NORFOLK, Va. — The U.S. government has scrapped its litigation against the company that owns the salvage rights to the Titanic, noting that the firm no longer has dive plans to the shipwreck that could break federal law.
The scuttling of the government's latest legal battle isn't necessarily the end of RMS Titanic Inc.'s attempts to enter the rapidly deteriorating ocean liner or to fetch more historic objects. The company said last month that it's still considering the implications of future expeditions.
But the U.S. on Friday withdrew its motion to intervene in a federal admiralty court in Virginia, which oversees salvage matters for the world's most famous shipwreck. The withdrawal concluded the second of two legal battles in five years that the U.S. has waged against RMST, which also exhibits the artifacts.
The U.S. filed its latest legal challenge in 2023 when RMST was planning to take images inside the ship's hull and pluck items from the surrounding debris field. RMST also said it would possibly recover freestanding objects from the room where the ocean liner broadcast its distress calls.
The U.S. argued that entering the hull — or disturbing the wreck — would violate a 2017 federal law and a corresponding agreement with Great Britain. Both regard the site as a hallowed memorial to the more than 1,500 people who died when the ship struck an iceberg in 1912.

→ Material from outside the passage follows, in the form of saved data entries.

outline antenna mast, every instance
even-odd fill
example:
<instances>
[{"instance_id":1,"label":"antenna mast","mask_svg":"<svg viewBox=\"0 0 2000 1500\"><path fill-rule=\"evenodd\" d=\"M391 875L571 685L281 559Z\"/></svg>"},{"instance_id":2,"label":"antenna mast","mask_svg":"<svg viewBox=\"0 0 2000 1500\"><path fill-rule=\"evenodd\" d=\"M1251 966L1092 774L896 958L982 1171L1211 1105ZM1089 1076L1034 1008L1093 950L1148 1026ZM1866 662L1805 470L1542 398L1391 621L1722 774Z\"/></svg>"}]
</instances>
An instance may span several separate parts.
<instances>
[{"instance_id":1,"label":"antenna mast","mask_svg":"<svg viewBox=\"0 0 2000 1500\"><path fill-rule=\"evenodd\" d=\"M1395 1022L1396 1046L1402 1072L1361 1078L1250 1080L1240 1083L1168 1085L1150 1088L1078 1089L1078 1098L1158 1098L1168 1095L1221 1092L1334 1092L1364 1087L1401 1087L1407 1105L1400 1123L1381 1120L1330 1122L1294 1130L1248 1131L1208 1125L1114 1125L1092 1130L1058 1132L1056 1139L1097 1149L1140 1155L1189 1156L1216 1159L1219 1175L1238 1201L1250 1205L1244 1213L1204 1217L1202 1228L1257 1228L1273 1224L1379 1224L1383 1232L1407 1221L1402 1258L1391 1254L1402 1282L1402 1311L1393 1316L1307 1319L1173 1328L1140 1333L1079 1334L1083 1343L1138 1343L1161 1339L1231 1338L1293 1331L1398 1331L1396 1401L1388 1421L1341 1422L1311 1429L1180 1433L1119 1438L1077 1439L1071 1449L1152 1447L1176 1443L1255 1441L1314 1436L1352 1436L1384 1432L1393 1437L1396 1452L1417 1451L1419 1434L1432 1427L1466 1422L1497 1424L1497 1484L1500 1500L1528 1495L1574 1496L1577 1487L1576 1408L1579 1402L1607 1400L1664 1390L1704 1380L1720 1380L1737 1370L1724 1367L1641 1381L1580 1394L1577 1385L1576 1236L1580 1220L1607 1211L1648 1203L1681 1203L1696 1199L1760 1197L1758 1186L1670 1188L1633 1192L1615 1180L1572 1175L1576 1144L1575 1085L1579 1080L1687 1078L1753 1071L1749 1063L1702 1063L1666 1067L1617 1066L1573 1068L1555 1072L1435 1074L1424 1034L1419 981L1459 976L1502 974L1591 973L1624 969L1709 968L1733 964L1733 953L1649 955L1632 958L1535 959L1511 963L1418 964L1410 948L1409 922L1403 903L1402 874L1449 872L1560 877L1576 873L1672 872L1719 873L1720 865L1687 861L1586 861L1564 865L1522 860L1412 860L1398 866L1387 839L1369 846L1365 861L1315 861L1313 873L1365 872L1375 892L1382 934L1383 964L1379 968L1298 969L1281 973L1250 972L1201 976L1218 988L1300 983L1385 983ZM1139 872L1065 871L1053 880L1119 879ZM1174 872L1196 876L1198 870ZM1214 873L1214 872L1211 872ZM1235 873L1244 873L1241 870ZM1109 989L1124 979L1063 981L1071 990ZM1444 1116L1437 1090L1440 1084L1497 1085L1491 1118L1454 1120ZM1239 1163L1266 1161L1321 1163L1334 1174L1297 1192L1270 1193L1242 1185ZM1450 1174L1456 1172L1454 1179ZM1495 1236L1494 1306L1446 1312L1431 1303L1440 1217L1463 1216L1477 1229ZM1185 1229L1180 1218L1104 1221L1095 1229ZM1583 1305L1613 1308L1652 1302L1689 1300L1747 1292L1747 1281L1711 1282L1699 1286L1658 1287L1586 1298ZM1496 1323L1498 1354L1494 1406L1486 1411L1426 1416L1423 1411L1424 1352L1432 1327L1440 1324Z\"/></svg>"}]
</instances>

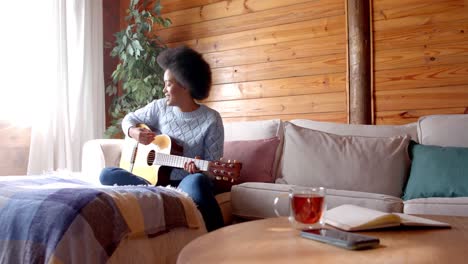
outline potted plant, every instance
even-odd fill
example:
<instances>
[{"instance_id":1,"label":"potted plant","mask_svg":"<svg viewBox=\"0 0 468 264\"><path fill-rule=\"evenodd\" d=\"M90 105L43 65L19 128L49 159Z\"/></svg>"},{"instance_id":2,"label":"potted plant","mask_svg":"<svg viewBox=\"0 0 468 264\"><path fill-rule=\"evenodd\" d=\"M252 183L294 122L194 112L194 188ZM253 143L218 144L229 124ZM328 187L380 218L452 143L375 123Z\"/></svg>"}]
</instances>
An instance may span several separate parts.
<instances>
[{"instance_id":1,"label":"potted plant","mask_svg":"<svg viewBox=\"0 0 468 264\"><path fill-rule=\"evenodd\" d=\"M164 72L156 57L166 46L153 28L168 27L171 21L161 17L161 8L159 1L130 0L125 17L128 26L115 34L111 56L120 62L106 87L106 94L113 96L107 137L121 135L121 121L128 112L163 96Z\"/></svg>"}]
</instances>

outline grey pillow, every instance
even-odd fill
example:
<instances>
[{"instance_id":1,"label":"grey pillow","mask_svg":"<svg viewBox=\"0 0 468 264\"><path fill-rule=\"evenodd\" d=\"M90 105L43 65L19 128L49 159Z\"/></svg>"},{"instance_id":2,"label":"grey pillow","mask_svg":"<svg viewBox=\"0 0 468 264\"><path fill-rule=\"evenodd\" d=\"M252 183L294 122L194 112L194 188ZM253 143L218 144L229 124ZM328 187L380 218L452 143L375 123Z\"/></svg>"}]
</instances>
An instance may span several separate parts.
<instances>
[{"instance_id":1,"label":"grey pillow","mask_svg":"<svg viewBox=\"0 0 468 264\"><path fill-rule=\"evenodd\" d=\"M293 185L401 197L409 136L340 136L285 124L280 176Z\"/></svg>"}]
</instances>

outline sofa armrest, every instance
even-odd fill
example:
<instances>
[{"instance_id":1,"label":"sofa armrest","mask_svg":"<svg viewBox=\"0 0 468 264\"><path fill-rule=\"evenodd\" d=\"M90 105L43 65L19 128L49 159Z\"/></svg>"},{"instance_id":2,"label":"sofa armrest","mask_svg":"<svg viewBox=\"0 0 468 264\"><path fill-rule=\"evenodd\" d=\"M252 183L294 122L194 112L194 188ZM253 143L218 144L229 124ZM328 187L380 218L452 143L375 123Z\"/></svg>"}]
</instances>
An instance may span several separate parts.
<instances>
[{"instance_id":1,"label":"sofa armrest","mask_svg":"<svg viewBox=\"0 0 468 264\"><path fill-rule=\"evenodd\" d=\"M99 182L104 167L118 167L123 139L93 139L83 145L81 173L87 180Z\"/></svg>"}]
</instances>

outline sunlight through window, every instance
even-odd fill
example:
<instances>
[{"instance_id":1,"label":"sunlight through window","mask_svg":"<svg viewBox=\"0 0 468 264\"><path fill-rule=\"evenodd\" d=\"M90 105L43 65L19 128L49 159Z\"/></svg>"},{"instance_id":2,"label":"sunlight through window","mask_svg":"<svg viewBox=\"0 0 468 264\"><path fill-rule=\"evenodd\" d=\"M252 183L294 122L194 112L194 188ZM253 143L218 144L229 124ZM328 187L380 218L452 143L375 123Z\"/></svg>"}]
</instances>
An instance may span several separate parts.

RMST ultimately scaled back its dive plans, stating that it would only take external images. The change followed the 2023 implosion of the Titan submersible, which killed RMST's director of underwater research Paul-Henri Nargeolet and four others onboard.
The experimental Titan craft was operated by a separate company, OceanGate, to which Nargeolet was lending his expertise. He was supposed to lead the RMST expedition.
After RMST revised its dive plans, the U.S. stopped trying to block that particular expedition, which produced detailed images of the wreck in September. But the government told the federal court in Norfolk last year that it wanted to leave the door open to challenging subsequent expeditions.